Empezó como un viaje de ensueño para disfrutar de unas vacaciones "diferentes", que se truncaron en la mañana del pasado viernes día 10, cuando fueron testigos de las dramáticas escenas del rescate de 12 inmigrantes de Eritrea en aguas de Malta. Viajaban en un cayuco que naufragó. Su objetivo era llegar a Italia en el cayuco, en un trayecto por el cual habían pagado unos 700 euros. En total eran 27 personas. Solo una docena lograron subir a bordo del lujoso crucero turístico que hacía el trayecto por el Mediterráneo.

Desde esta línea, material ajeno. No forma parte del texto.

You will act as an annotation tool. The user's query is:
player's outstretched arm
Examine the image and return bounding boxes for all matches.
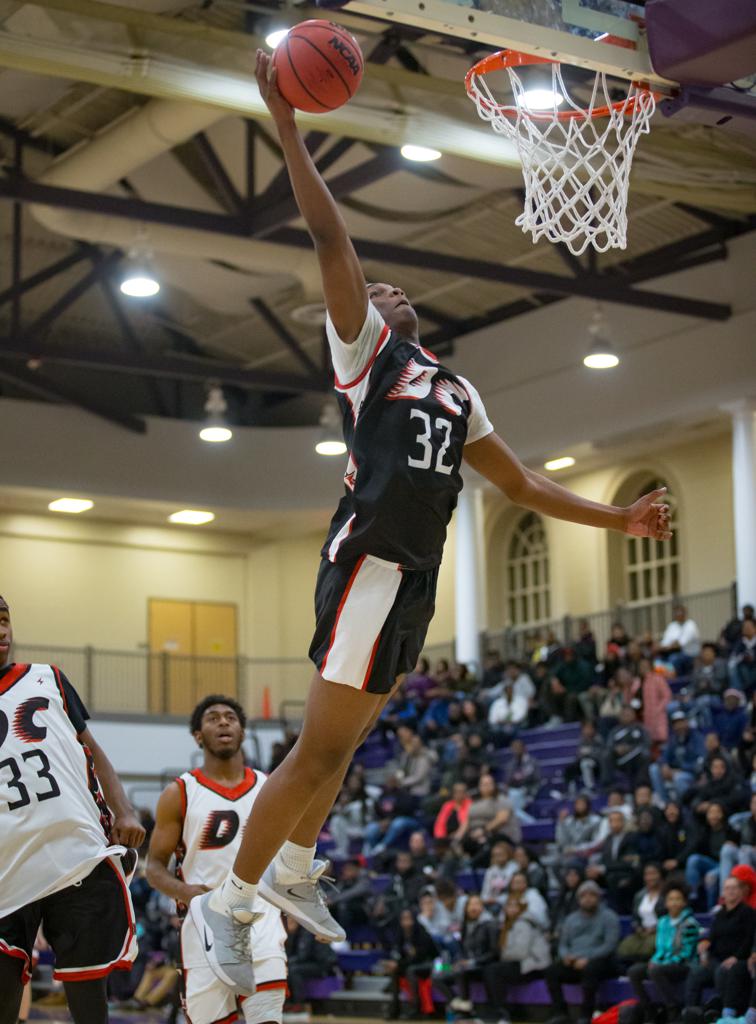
[146,782,208,906]
[465,433,672,541]
[79,729,146,849]
[255,50,368,345]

"Pobre gente, que mal estaban", recuerda Juan Segarra, el único castellonense que junto a su mujer, Mónica Menéndez, y su hijo Joan, de 6 años, viajaba en el crucero Jules Verne, y presenció, como él mismo relata, "esas tragedias humanas, que en diferido nos afectan tanto y en directo nos llegan a lo mas hondo de nuestros sentimientos". Hace dos días que llegaron a Benicàssim, procedentes de Alicante, donde atracó la embarcación, y recuerdan las angustiosas horas que pasaron, algunos de ellos, desde la cubierta del barco.

Eran las tres de la madrugada del viernes día 10 cuando, de repente, este matrimonio de Castellón escuchó desde su camarote "un golpe contra el barco". Era una pequeña embarcación con unos 150 ó 200 inmigrantes a bordo. Su desesperación les hizo acercarse hasta el límite al lujoso Jules Verne para captar su atención. Lograron su objetivo, pues el crucero turístico paró y avisó a Salvamento Marítimo, que, pasadas unas horas, le dieron la orden de que prosiguieran su trayecto, pues "otro barco iría a su encuentro". "Les perdimos en el horizonte, sin ver otro barco".

A las pocas horas, "escuchamos los tres pitidos, que significa hombre al agua". Juan se quedó con su hijo, demasiado pequeño para esas imágenes, en la cafetería --"le dije que habíamos ido a recoger a unos señores que se habían caído al mar, y mi mujer subió arriba"--.

"Todos nos hubiéramos tirado al agua para salvarlos, llorábamos de la impotencia, que era enorme, eran personas chillando como desesperadas, a la noche siguiente soñé con ellos, tardaré mucho en ir en barco", comenta Mónica.

"Las imágenes eran muy fuertes --dice Juan, quien desde la cafetería observaba el rescate--; había una mujer que llevaba a su hijo de 9 meses de la mano y lo había perdido y no quería subir a bordo, solo gritaba". "Otra mujer estaba embarazada y al subir al barco le tuvieron que provocar el parto, pero lo perdió; era angustioso, y más al saber después que otro barco les vio antes y se limitó a arrojarles unos chalecos salvavidas. Si no paramos nosotros, esa gente se hubiera muerto", asegura.

Y es que, según relata, la tripulación "se portó genial, al igual que los pasajeros, muchos de los cuales indicaban desde cubierta dónde se encontraba algún inmigrante cuando le veían a la deriva", en contra de las manifestaciones recogidas acerca de que algunos usuarios del Jules Verne manifestaron que "no había que ayudar a esos negros".

Con un sabor agridulce, pero también "bueno por haber salvado a esta gente", esta pareja y su hijo tardará en olvidar, como ellos relatan, "una situación tan penosa como esta, a la que todos debemos intentar poner remedio".